Beyond the ‘learning society’: what have we learnt from widening participation research?

Stephen Gorard and Emma Smith

Department of Educational Studies

University of York

YO10 5DD

Paper presented at the British Educational Research Association Annual Conference, University of Glamorgan, 14-17 September 2005

Abstract

This paper emerges from a recent review of evidence, conducted by the authors and others, on the lifelong barriers to widening participation in higher education in England. This has led us to a consideration of the quality and relevance of the research activity in this large field of endeavour, and to the creation of a typology of the kinds of widespread problems we then encountered. These include pseudo-research, poor quality reporting of research, deficiencies in datasets, analytical errors, a lack of suitable comparators, obfuscation, a lack of scepticism in general, and the regular misattribution of causal links in particular. The paper discusses each of these, and illustrates them using generally high-profile research studies and publications. We found a substantial proportion of non-empirical pieces. Of the remainder, we found a substantial proportion that did not report sufficiently well their methods or their findings. Of the remainder that were empirical and did explain their methods and findings sufficiently, we found a substantial proportion in which the findings could not support the conclusions drawn from them. The paper ends with a plea for a great deal more ‘learning’ and openness to new ideas among those engaged, lifelong, in researching lifelong learning.

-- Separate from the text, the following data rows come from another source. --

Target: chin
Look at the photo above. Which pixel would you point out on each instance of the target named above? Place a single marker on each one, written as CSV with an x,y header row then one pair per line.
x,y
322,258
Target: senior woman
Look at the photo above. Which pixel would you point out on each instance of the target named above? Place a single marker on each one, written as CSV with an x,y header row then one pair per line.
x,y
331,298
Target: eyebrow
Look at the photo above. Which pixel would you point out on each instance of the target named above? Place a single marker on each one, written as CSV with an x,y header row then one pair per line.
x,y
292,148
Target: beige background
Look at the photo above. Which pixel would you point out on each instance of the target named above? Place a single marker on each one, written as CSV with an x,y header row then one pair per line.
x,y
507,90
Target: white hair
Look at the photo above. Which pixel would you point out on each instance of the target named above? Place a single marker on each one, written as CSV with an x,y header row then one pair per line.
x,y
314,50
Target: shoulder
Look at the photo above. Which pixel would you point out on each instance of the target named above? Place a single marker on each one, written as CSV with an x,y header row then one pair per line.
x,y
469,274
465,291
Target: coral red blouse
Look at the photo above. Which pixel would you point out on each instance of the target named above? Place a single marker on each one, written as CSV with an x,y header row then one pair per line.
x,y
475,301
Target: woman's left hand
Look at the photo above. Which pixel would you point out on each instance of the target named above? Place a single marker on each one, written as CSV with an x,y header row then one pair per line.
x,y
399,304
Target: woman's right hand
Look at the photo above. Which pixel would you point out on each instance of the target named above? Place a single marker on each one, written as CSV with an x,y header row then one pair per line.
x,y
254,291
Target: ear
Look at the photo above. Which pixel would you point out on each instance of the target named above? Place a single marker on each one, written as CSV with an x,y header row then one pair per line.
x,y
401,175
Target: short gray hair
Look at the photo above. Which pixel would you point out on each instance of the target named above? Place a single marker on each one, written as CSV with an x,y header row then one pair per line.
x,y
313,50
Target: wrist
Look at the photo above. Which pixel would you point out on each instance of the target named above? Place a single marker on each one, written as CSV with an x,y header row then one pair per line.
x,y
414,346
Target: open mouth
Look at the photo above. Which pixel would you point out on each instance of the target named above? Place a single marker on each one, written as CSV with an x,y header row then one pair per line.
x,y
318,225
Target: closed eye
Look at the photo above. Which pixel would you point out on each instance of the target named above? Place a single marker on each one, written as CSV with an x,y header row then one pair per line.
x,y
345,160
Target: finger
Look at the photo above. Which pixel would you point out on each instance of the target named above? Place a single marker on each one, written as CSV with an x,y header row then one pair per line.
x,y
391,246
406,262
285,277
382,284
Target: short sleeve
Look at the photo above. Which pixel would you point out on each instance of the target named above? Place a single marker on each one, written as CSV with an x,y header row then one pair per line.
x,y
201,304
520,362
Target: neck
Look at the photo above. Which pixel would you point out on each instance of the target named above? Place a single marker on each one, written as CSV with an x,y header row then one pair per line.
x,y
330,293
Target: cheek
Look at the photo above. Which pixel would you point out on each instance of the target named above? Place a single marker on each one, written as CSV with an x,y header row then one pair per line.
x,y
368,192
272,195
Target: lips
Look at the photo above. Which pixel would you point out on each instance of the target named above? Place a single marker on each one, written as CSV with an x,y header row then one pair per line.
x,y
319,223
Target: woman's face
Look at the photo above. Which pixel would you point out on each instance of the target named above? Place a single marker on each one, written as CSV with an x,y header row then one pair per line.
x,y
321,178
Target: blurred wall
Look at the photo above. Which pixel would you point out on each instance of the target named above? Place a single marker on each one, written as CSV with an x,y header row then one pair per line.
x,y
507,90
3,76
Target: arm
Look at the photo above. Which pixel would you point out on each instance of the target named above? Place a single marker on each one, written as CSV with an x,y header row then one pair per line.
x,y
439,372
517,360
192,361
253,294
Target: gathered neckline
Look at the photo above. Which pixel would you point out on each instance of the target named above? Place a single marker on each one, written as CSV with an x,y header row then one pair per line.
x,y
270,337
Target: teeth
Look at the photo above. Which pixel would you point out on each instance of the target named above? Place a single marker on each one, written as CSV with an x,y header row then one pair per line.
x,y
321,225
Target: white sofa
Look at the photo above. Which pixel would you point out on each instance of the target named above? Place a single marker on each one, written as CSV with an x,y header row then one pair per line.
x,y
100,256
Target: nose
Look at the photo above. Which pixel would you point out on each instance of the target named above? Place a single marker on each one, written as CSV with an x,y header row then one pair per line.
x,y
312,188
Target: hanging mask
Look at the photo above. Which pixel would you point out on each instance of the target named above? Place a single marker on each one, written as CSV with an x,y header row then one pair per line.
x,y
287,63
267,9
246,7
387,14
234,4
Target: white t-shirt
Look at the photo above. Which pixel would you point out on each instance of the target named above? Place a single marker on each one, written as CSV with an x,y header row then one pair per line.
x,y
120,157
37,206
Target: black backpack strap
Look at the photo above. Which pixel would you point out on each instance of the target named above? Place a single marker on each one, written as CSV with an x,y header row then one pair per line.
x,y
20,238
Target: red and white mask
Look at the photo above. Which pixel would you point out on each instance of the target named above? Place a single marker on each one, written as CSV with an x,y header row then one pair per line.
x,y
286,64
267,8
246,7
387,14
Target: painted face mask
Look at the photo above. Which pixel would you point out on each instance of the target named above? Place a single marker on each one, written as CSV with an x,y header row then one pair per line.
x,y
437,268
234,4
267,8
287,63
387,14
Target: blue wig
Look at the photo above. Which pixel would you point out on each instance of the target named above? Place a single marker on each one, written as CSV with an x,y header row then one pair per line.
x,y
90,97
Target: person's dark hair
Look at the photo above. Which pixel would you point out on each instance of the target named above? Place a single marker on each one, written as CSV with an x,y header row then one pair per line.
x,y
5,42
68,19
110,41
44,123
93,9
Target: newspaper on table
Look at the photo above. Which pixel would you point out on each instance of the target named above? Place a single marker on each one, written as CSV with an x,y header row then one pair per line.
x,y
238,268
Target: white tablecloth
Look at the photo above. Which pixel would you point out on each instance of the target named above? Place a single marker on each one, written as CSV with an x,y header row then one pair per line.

The review of widening participation

We have recently conducted a review of the available evidence relevant to widening participation (WP) in higher education (HE) in England. Our especial concern was with understanding and ameliorating the barriers to participation experienced by potential learners within a lifelong model. As part of the collation process, we advertised widely for evidence, proactively contacted key lists and organisations, and systematically searched journals and websites. As a result, we created an EndNote database of summaries of around 1200 research reports (available at http://www.york.ac.uk/depts/educ/equity/barriers.htm). The substantive results of the review are being made available elsewhere. The focus of this paper is on the nature and quality of the research into lifelong patterns of participation in HE, as evidenced by the pieces uncovered by the review.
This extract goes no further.